In summary, the speaker is seeking help with understanding the Gell Mann matrices and representation theory. They mention that they have online versions of Hall's and Humphrey's books, but are struggling to understand the concepts. They mention knowing some information about the root system of su(3) and its Weyl group, but are unsure of how to determine the Weyl group from the root diagrams. They also mention a connection between the root systems of A_n and the alternating group, but are unsure of the specifics. The speaker is seeking clarification on the algorithm for finding the Weyl group, Cartan subalgebras, and determining representations of Lie algebras.
  • #1
Jim Kata
197
6
I'm trying to derive the Gell Mann matrices for fun, but I really don't know representation theory. Can somebody help me? I have Hall's and Humphrey's books, but only online versions and staring at them makes me go crosseyed, and I'm to broke to buy a real book on representation theory. Let me tell you what I kind of know, and maybe you can help me from there.

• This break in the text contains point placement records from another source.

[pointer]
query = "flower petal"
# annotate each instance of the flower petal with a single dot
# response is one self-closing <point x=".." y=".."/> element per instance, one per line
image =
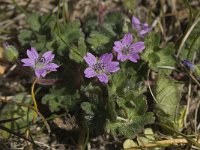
<point x="51" y="67"/>
<point x="112" y="67"/>
<point x="133" y="57"/>
<point x="32" y="54"/>
<point x="89" y="72"/>
<point x="28" y="62"/>
<point x="127" y="40"/>
<point x="90" y="59"/>
<point x="138" y="46"/>
<point x="136" y="23"/>
<point x="40" y="72"/>
<point x="48" y="56"/>
<point x="118" y="46"/>
<point x="103" y="78"/>
<point x="121" y="57"/>
<point x="106" y="57"/>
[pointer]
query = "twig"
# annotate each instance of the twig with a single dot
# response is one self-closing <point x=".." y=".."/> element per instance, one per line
<point x="188" y="103"/>
<point x="150" y="86"/>
<point x="186" y="36"/>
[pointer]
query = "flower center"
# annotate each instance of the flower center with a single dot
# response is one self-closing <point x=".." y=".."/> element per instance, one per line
<point x="40" y="63"/>
<point x="98" y="67"/>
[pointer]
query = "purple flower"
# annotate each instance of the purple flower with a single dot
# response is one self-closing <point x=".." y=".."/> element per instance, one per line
<point x="100" y="67"/>
<point x="41" y="64"/>
<point x="142" y="28"/>
<point x="128" y="50"/>
<point x="188" y="64"/>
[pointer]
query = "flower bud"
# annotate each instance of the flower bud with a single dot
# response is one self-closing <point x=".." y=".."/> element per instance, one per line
<point x="10" y="52"/>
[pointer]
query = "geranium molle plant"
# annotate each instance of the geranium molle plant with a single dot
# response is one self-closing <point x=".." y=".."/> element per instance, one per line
<point x="142" y="28"/>
<point x="100" y="67"/>
<point x="126" y="49"/>
<point x="41" y="64"/>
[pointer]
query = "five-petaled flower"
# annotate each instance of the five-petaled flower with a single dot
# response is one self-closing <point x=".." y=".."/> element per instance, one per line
<point x="188" y="64"/>
<point x="41" y="64"/>
<point x="128" y="50"/>
<point x="100" y="67"/>
<point x="142" y="28"/>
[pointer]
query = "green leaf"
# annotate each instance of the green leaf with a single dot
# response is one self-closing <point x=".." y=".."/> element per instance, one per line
<point x="167" y="94"/>
<point x="89" y="108"/>
<point x="33" y="21"/>
<point x="25" y="36"/>
<point x="11" y="54"/>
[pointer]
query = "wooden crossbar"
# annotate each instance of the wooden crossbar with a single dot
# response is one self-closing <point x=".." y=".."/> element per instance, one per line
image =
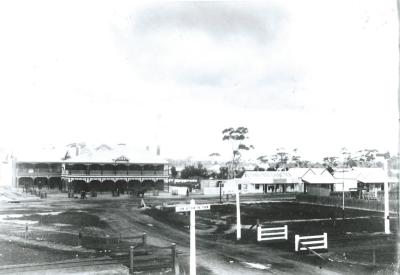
<point x="311" y="237"/>
<point x="307" y="245"/>
<point x="312" y="242"/>
<point x="273" y="229"/>
<point x="275" y="233"/>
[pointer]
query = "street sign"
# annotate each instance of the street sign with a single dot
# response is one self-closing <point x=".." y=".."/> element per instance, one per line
<point x="192" y="207"/>
<point x="188" y="207"/>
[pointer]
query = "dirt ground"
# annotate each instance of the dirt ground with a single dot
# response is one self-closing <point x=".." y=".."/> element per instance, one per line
<point x="59" y="228"/>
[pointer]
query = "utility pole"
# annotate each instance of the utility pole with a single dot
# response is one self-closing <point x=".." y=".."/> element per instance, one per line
<point x="238" y="222"/>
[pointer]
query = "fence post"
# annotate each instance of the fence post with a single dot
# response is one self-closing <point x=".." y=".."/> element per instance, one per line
<point x="373" y="257"/>
<point x="296" y="242"/>
<point x="131" y="258"/>
<point x="173" y="252"/>
<point x="144" y="239"/>
<point x="286" y="232"/>
<point x="26" y="231"/>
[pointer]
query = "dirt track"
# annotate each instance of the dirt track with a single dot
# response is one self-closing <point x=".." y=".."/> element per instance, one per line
<point x="221" y="256"/>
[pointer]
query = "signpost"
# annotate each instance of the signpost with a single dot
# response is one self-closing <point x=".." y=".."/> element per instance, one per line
<point x="192" y="207"/>
<point x="384" y="158"/>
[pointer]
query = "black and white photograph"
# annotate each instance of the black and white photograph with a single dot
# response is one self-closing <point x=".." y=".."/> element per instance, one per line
<point x="199" y="137"/>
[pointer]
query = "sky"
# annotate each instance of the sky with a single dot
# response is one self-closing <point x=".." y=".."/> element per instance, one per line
<point x="313" y="75"/>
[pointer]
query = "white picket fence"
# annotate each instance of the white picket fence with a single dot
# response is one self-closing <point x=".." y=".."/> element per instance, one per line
<point x="274" y="233"/>
<point x="317" y="242"/>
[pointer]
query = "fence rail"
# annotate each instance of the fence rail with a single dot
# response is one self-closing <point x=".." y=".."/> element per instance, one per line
<point x="273" y="233"/>
<point x="349" y="202"/>
<point x="319" y="242"/>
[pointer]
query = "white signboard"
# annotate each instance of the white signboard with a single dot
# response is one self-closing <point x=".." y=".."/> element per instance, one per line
<point x="192" y="207"/>
<point x="188" y="207"/>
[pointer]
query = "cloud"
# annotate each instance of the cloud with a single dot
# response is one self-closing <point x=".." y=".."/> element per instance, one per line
<point x="219" y="20"/>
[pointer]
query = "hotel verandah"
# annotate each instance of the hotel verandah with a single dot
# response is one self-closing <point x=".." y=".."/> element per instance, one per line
<point x="101" y="169"/>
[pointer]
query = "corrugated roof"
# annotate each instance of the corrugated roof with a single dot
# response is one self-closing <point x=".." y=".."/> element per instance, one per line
<point x="119" y="152"/>
<point x="299" y="172"/>
<point x="100" y="154"/>
<point x="260" y="177"/>
<point x="325" y="178"/>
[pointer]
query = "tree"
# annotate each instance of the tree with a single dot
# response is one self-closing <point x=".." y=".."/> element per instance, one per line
<point x="223" y="173"/>
<point x="330" y="161"/>
<point x="296" y="158"/>
<point x="237" y="139"/>
<point x="263" y="159"/>
<point x="367" y="157"/>
<point x="191" y="171"/>
<point x="282" y="156"/>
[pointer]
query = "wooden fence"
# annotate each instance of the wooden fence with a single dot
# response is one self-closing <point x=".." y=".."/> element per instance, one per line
<point x="349" y="202"/>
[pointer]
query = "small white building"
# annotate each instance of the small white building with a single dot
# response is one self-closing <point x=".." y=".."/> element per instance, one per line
<point x="268" y="182"/>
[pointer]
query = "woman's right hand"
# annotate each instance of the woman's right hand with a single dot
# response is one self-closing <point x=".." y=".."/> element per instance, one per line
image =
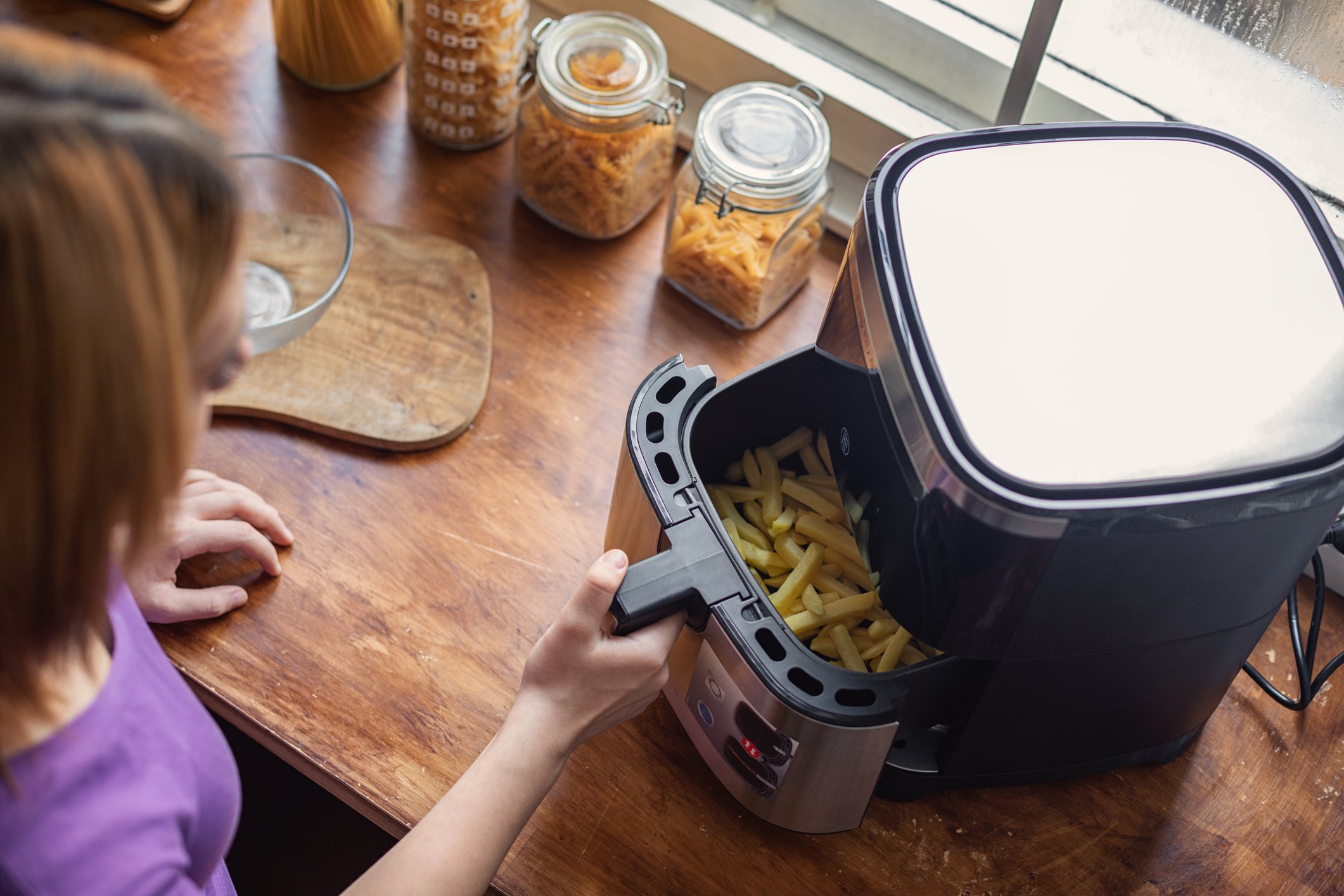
<point x="581" y="679"/>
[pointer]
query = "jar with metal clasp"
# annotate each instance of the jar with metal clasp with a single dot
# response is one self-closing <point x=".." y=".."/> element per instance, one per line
<point x="596" y="136"/>
<point x="745" y="218"/>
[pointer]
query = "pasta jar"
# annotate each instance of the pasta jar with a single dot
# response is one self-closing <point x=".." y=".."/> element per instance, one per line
<point x="343" y="46"/>
<point x="596" y="138"/>
<point x="464" y="60"/>
<point x="745" y="219"/>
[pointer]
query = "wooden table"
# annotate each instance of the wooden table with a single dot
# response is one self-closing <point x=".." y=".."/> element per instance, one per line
<point x="385" y="657"/>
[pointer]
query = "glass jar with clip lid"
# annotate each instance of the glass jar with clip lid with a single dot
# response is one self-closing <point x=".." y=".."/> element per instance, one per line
<point x="745" y="219"/>
<point x="596" y="135"/>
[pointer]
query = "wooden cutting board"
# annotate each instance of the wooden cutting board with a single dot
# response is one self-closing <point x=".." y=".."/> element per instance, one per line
<point x="160" y="10"/>
<point x="402" y="357"/>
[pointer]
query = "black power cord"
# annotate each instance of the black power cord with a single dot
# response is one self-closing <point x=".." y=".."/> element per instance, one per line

So, I know the root system of su(3) is [tex]A_2[/tex], ok? Now the Weyl group for [tex]A_2[/tex] is given by dihedral three, the symmetries of an equilateral triangle, fine. I don't really understand how you go from looking at [tex]A_2[/tex] to determining that its Weyl group is dihedral three. I understand it has rotational symmetry like cyclic six, but whatever. From the root diagrams, I should be able to determine the weights of the representation and hence the matrices that make up the Cartan subalgebra of su(3), I guess the vertices of the triangle being the weights I think. The elements of the Weyl group act like ladder operators on the Cartan subalgebra?
Can someone simply spell out the algorithm from looking at root diagrams to finding the Weyl group, Cartan subalgebras and determining the representations of the lie algebras. I understand su(2) pretty well. I also heard (this weeks finds John Baez) that the root systems of [tex]A_n[/tex] were related to the alternating group, but I don't see it. Dihedral three is not alternating two.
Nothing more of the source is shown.